In our prospective study, the prevalence of DGF and SGF were 4% and 6.2% respec­tively. As expected, these prevalence rates are substantially lower than the reported rates of 20-29% for DGF and 27-31% for SGF after DDKT. [5],[6] In retrospective study of Brennan on LKDT, the incidence of DGF and SGF were 4.7% and 10.7% respect­tively. [7] Recognized risk factors for DGF included prolonged preservation, increased donor age and higher panel reactive anti­bodies (PRA). [8] In the absence of risk factors which dominate the DDKT setting, such as donor medical morbidities, brain-death com­promised renal function and prolonged cold ischemia time; only two factors emerged as independently and significantly associated with poor DGF in the LDKT setting; diabetic etiology of renal disease and prolonged warm ischemia time. Increased donor age, widely considered to be the most potent risk factor for DGF and SGF in DDKT did not achieve significance in our cohort of medically healthy live donors. [6]

In our study, donor age and diabetic etio­logy were not associated with increased DGF. The most likely explanation for this is that the donors and recipients in this study were relatively younger. Duration on dialysis and donor gender are independent risk factors for poor EGF.

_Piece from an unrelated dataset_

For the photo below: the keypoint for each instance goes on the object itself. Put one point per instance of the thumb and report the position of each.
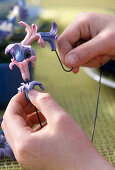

Little is known about the effect of hyper­calcemia on the initial graft function. Torregosa et al, reported a significant effect of elevated PTH levels on the incidence of DGF, while serum vitamin D and calcium levels did not have a major impact. [9] Boom et al analyzed the pre-transplant PTH levels as a routine, and found no significant differences between the groups with primary function and those with DGF; however, pre­transplant serum calcium level was inde­pendently associated with DGF. [10] Another recent study reported a significant effect of serum calcium level at the time of kidney biopsy on renal calcification and on impair­ment of graft function. [11]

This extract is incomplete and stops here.